O mais importante do ajuste atual, que ao contrário dos anteriores se baseia no corte de gastos e não na elevação das receitas, é a persistência. A Proposta de Emenda Constitucional (PEC) 241, que cria um teto para o gasto corrente federal nos próximos 20 anos, é revolucionária ao resolver o principal problema das contas públicas: a evolução da despesa primária, que, segundo cálculos oficiais, avançou 6% em média ao ano, em termos reais (acima da inflação), nos últimos 25 anos. Com o teto, o crescimento real será zero.
Esse é um baita ajuste. O que se expandia antes à taxa de 6% acima da inflação ao ano agora avançará zero. É por isso que, desde o início, o ministro da Fazenda, Henrique Meirelles, convenceu o presidente Michel Temer a pôr toda a ênfase na aprovação, no Congresso Nacional, primeiro da PEC, para apenas depois tratar-se de temas espinhosos como a reforma da previdência.
Criado o teto, as mudanças na previdência, que representa 50% do gasto primário, se tornam prementes. A reforma das aposentadorias, bem como outras das quais ninguém tem falado ainda, será uma consequência inevitável do teto. 2017 promete ser o ano em que a sociedade brasileira debaterá suas prioridades. Este será o principal efeito do novo regime fiscal: as despesas terão que caber dentro do orçamento porque, a partir de 2017, o aumento dos desembolsos totais não poderá superar a variação da inflação do ano anterior.
Os gastos com educação e saúde são os únicos que, a rigor, não poderão crescer menos que a inflação anual, o que desmonta a tese dos críticos da PEC, segundo a qual, o teto está sendo criado para reduzir despesas da área social - a rigor, essas despesas poderão crescer acima da inflação, desde que outros gastos corram abaixo da mesma medida. A regra obrigará a sociedade a se organizar em torno daquilo que deve ser prioritário num país com os níveis vergonhosos de desigualdade de renda e de assimetria de oportunidades.
Nos próximos anos, se o teto de gastos for mesmo instituído, os brasileiros serão confrontados com uma série de temas que, estranhamente, lhes escapam hoje, como: estabilidade dos funcionários públicos no emprego; universidade gratuita para quem pode pagar; concessão de subsídios para grandes empresas; dedução do Imposto de Renda dos gastos com saúde e educação (benefício que, na prática, desvia recursos da saúde e da educação pública para a privada); férias de dois meses por ano para procuradores e juízes, greve de servidor público sem corte de ponto; manutenção de seis bancos estatais federais etc.
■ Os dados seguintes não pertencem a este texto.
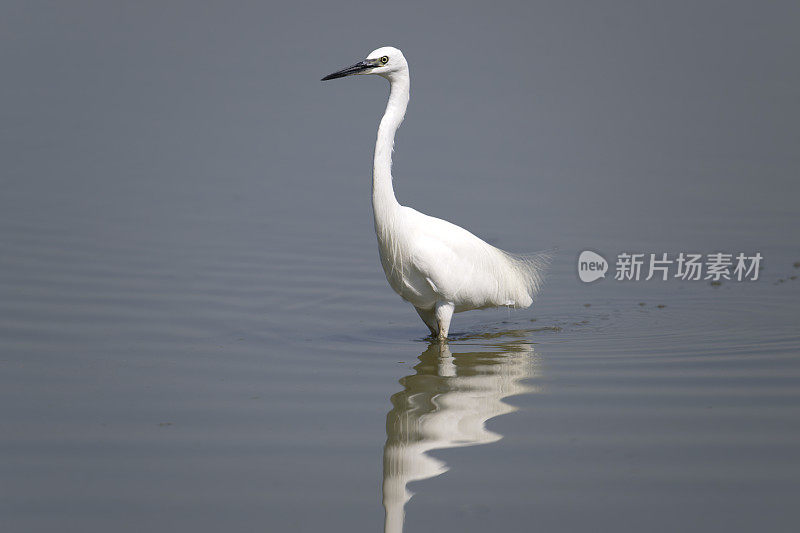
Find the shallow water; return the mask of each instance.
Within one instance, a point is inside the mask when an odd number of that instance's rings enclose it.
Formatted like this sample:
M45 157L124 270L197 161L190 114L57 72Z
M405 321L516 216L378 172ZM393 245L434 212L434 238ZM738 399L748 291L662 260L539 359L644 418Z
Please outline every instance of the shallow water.
M790 17L394 14L400 201L558 249L533 308L440 346L377 258L385 87L317 82L374 6L109 6L0 17L3 531L797 530ZM451 41L531 68L445 73ZM585 285L585 249L764 269Z

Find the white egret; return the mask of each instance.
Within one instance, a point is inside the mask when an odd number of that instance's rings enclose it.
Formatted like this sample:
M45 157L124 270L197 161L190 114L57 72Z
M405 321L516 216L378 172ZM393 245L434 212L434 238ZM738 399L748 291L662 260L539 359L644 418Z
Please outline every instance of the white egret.
M542 281L544 254L510 254L446 220L397 202L392 188L394 134L410 96L408 63L390 46L322 78L377 74L389 80L378 127L372 208L381 264L392 289L411 303L434 337L446 339L453 313L488 307L529 307Z

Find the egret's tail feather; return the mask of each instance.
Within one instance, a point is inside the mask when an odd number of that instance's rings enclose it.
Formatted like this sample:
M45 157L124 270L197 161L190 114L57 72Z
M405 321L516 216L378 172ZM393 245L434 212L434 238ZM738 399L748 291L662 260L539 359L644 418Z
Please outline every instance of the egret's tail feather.
M518 305L523 304L520 307L528 307L533 301L533 297L542 288L545 272L550 266L555 250L544 250L531 254L512 254L509 252L505 252L505 254L527 288L528 298L520 298Z

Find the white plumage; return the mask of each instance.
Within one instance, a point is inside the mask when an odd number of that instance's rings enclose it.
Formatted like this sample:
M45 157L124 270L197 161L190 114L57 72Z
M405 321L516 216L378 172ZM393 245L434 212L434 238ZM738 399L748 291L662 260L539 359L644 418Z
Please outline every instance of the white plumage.
M392 289L416 308L431 334L440 339L447 338L454 312L530 306L541 285L546 254L510 254L464 228L397 202L392 149L410 95L403 53L378 48L323 80L354 74L377 74L390 84L375 142L372 207L381 264Z

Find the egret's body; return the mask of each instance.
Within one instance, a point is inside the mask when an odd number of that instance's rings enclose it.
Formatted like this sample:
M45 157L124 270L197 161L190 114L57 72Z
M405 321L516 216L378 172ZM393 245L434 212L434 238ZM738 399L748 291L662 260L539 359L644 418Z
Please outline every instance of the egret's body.
M454 312L530 306L541 284L544 256L509 254L455 224L397 202L392 149L410 95L402 52L378 48L364 61L323 80L352 74L378 74L391 87L375 143L372 207L381 264L392 289L442 339L447 338Z

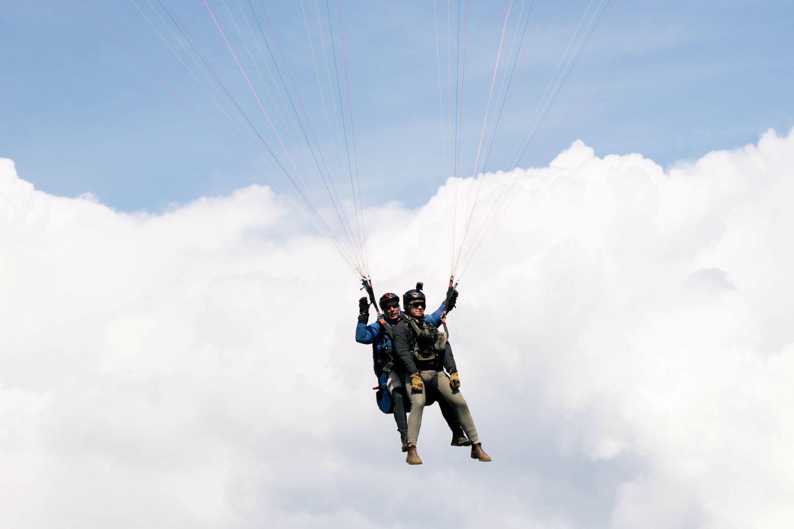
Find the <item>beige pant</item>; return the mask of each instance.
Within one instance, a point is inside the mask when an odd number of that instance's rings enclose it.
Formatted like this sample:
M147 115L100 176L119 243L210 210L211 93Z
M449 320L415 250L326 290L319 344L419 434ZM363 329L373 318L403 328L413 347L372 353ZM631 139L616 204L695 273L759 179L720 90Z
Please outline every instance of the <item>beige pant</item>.
M425 392L434 391L438 398L446 401L457 415L457 420L461 423L466 437L472 443L478 443L480 438L477 436L477 429L474 427L474 420L468 411L468 404L466 399L463 398L460 389L453 389L449 387L449 377L443 371L419 371L422 381L425 385ZM408 416L408 443L416 443L419 437L419 428L422 427L422 413L425 409L425 393L414 393L410 389L410 377L406 376L405 387L408 389L410 396L410 415Z

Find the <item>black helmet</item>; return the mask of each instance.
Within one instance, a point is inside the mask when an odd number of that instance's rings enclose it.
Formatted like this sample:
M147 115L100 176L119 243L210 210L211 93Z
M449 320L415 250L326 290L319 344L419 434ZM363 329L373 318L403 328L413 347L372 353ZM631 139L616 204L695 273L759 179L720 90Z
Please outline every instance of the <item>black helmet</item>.
M391 300L397 301L397 305L399 305L399 296L398 296L395 293L387 292L385 294L381 296L380 299L378 300L378 305L380 307L380 310L386 310L385 309L384 309L384 305L391 301Z
M425 293L417 289L408 290L408 292L403 294L403 306L407 309L408 305L411 301L415 301L417 300L424 301L426 304L425 300Z

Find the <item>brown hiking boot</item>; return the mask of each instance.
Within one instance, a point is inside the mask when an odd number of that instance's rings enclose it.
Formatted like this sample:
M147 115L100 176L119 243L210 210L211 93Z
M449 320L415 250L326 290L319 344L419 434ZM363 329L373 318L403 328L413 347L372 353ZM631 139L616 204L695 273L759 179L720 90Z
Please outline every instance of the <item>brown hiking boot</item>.
M485 453L483 450L482 443L475 443L472 445L472 459L479 459L480 461L491 461L491 456Z
M422 459L419 459L419 455L416 453L416 444L414 443L408 443L408 455L405 458L405 462L409 465L422 464Z
M472 442L466 439L466 436L463 434L463 430L461 430L452 432L452 443L449 444L453 447L468 447L472 444Z

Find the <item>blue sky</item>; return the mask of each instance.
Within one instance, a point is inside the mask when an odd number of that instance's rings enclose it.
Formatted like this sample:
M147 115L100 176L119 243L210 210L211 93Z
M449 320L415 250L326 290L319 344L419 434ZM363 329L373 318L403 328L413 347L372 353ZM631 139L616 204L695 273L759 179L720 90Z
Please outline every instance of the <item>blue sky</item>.
M86 1L180 96L232 137L132 3ZM305 3L312 13L312 2ZM510 168L504 155L516 144L588 3L540 4L490 169ZM396 197L409 205L422 203L444 180L432 4L342 4L364 202ZM171 5L235 83L235 93L247 97L203 4ZM438 5L445 9L445 2ZM221 2L210 6L216 15L222 11ZM314 90L300 5L265 6L310 120L322 130L325 117ZM576 138L599 155L637 151L666 165L794 125L791 2L669 1L563 133L657 6L656 0L618 6L580 74L566 85L559 109L549 114L556 118L546 138L559 140L542 144L519 165L547 164ZM13 159L21 178L37 188L65 196L91 192L121 210L158 211L260 182L79 2L6 2L0 17L0 155ZM502 4L472 2L470 17L464 176L472 171ZM255 103L247 105L253 109ZM277 188L284 185L268 171L261 169Z

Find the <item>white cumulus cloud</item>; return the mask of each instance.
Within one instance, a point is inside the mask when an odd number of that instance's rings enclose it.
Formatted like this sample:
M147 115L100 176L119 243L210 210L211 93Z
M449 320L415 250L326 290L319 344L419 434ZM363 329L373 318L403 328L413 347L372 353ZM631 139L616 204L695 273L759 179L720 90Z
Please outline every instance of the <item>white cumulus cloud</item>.
M268 189L129 214L0 159L0 527L792 527L794 133L518 177L449 318L494 461L434 407L409 467L355 278ZM376 293L440 301L447 191L366 212Z

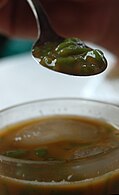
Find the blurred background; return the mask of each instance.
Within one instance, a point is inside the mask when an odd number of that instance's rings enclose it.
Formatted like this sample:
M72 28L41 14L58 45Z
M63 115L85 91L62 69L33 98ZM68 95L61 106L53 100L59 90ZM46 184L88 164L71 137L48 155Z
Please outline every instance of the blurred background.
M119 105L119 62L97 45L108 61L99 75L75 77L48 70L32 58L32 40L0 35L0 110L38 99L76 97Z
M0 34L0 58L28 52L32 43L31 40L10 39Z

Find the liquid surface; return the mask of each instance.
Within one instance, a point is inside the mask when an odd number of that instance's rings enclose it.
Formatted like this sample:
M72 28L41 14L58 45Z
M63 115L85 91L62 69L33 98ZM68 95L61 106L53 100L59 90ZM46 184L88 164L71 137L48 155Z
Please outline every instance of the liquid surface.
M119 131L79 117L49 117L0 132L0 154L29 160L87 159L119 146Z
M0 154L42 162L8 166L2 195L119 193L119 129L104 121L59 115L19 123L0 131Z
M66 38L61 43L45 42L32 52L41 65L69 75L95 75L107 67L103 52L88 47L78 38Z

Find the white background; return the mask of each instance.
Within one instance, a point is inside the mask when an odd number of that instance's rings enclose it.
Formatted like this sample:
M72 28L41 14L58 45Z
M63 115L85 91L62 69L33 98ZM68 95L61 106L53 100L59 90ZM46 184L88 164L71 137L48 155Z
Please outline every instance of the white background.
M50 71L37 64L30 53L1 59L0 109L52 97L83 97L119 104L119 64L111 53L104 53L107 70L91 77Z

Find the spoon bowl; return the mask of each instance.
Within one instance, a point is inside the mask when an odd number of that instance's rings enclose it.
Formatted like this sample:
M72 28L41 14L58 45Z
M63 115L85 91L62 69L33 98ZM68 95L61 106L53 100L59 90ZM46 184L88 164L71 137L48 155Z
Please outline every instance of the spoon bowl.
M103 72L107 60L99 49L92 49L79 38L64 38L52 28L39 0L27 0L37 22L38 38L32 55L42 66L64 74L90 76Z

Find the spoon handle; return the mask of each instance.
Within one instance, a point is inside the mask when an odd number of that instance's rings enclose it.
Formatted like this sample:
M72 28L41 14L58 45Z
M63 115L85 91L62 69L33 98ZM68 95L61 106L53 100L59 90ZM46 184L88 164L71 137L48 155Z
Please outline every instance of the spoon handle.
M40 43L47 40L55 40L58 35L52 29L47 13L43 9L40 0L27 0L27 2L29 3L36 18Z

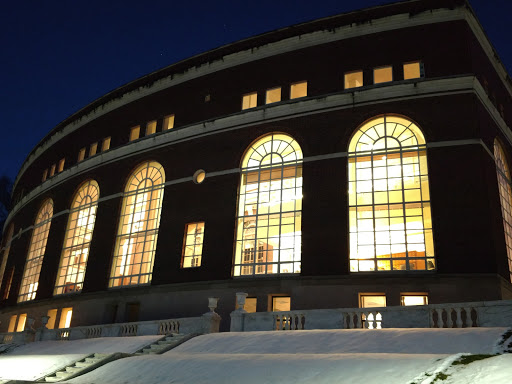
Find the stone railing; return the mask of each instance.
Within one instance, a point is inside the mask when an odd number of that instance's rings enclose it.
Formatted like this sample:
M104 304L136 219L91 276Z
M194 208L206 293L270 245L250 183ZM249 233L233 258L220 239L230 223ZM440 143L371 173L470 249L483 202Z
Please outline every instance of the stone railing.
M238 300L238 298L237 298ZM310 309L247 313L238 300L231 331L512 327L512 300L410 307Z

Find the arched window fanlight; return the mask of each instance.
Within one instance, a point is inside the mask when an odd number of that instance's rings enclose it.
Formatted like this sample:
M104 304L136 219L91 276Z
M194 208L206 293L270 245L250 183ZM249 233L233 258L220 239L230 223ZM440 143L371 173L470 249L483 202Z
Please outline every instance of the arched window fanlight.
M427 151L421 130L385 115L349 145L350 271L435 269Z
M75 193L69 213L54 295L82 290L99 195L100 188L94 180L83 183Z
M302 150L273 133L242 160L234 276L300 273Z
M47 199L41 205L36 216L32 238L27 254L27 261L21 279L18 302L33 300L36 297L37 286L39 285L39 274L43 265L46 242L50 233L50 225L53 216L53 201Z
M508 270L512 281L512 190L510 188L510 171L508 169L505 152L498 140L494 140L494 159L500 190L501 215L503 217L503 230L507 245Z
M164 183L155 161L137 167L126 183L109 287L151 282Z

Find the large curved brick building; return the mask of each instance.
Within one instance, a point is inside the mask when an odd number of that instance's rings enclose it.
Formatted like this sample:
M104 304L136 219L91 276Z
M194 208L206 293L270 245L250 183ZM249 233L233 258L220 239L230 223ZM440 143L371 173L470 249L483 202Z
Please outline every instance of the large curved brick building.
M1 331L512 298L512 84L469 5L412 0L137 79L33 149Z

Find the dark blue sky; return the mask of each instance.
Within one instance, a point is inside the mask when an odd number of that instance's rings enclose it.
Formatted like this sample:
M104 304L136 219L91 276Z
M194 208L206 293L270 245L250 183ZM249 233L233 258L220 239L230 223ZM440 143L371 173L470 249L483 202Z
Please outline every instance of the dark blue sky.
M18 0L0 7L0 175L103 94L209 49L386 0ZM512 72L512 0L472 0Z

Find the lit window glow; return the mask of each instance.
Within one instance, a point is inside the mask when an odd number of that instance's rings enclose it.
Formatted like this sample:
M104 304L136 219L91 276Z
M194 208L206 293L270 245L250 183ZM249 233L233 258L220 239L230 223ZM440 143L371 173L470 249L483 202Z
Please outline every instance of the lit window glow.
M393 81L393 67L375 68L373 70L373 83L387 83Z
M298 99L299 97L306 97L308 95L308 82L302 81L290 86L290 99Z
M404 80L418 79L420 77L421 63L419 61L404 64Z
M411 121L365 123L349 146L350 271L435 269L425 139Z
M154 161L137 167L128 180L109 287L151 282L164 183L164 169Z
M32 238L30 239L27 261L21 279L18 302L33 300L36 297L39 274L43 264L46 242L53 216L53 201L48 199L43 202L36 217Z
M363 86L363 71L345 73L345 89Z
M203 253L204 222L187 224L183 240L182 268L201 266Z
M254 108L258 104L258 94L256 92L248 93L242 97L242 109Z
M281 101L281 87L267 90L265 104L272 104Z
M498 140L494 140L494 159L500 191L501 215L507 245L508 270L512 281L512 190L510 188L510 171L505 152Z
M54 295L82 290L99 193L98 183L89 180L82 184L75 194L69 213Z
M256 141L242 161L234 276L300 273L302 150L285 134Z

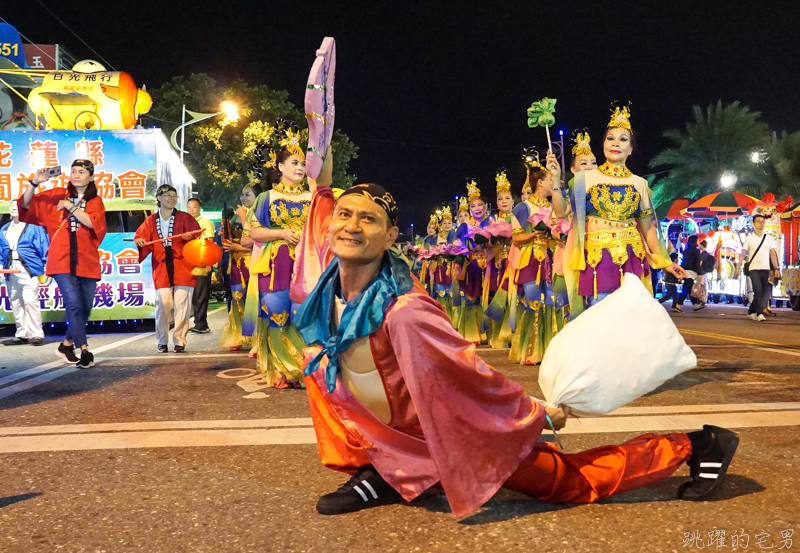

Tudo isso custa muito dinheiro e, a partir do próximo ano, cada centavo fará falta na hora de fechar as contas.
O governo Temer está investindo na agenda correta - além das propostas na área fiscal, está reorganizando a passos largos a Petrobras e o setor de petróleo e preparando privatizações e concessões - e, por isso, a confiança dos empresários está começando a retornar. Temer foi inteligente ao jogar no governo anterior o custo político do ajuste que se inicia agora, entendendo que o momento criou uma oportunidade única para se fazer reformas institucionais.
No Banco Central, o presidente, Ilan Goldfajn, e sua equipe também estão recolocando a credibilidade da instituição em pé: a comunicação com o mercado e a sociedade, arruinada pela gestão anterior, está aumentando a transparência e a potência dos efeitos da política monetária. Além da comunicação, Ilan procura evitar outros dois erros capitais de seu antecessor: a volatilidade da taxa de juros e do câmbio.
Na política monetária, a trajetória anunciada é de queda dos juros, mas isso será feito de forma gradual, sem açodamentos Os primeiros resultados já são visíveis: as expectativas de inflação para 2018 e 2019 já convergiram para a meta de 4,5% e as de curto prazo estão também paulatinamente melhorando, o que já se permite prever que, talvez, no fim do próximo ano, o IPCA caia para a meta, pela primeira vez em oito anos.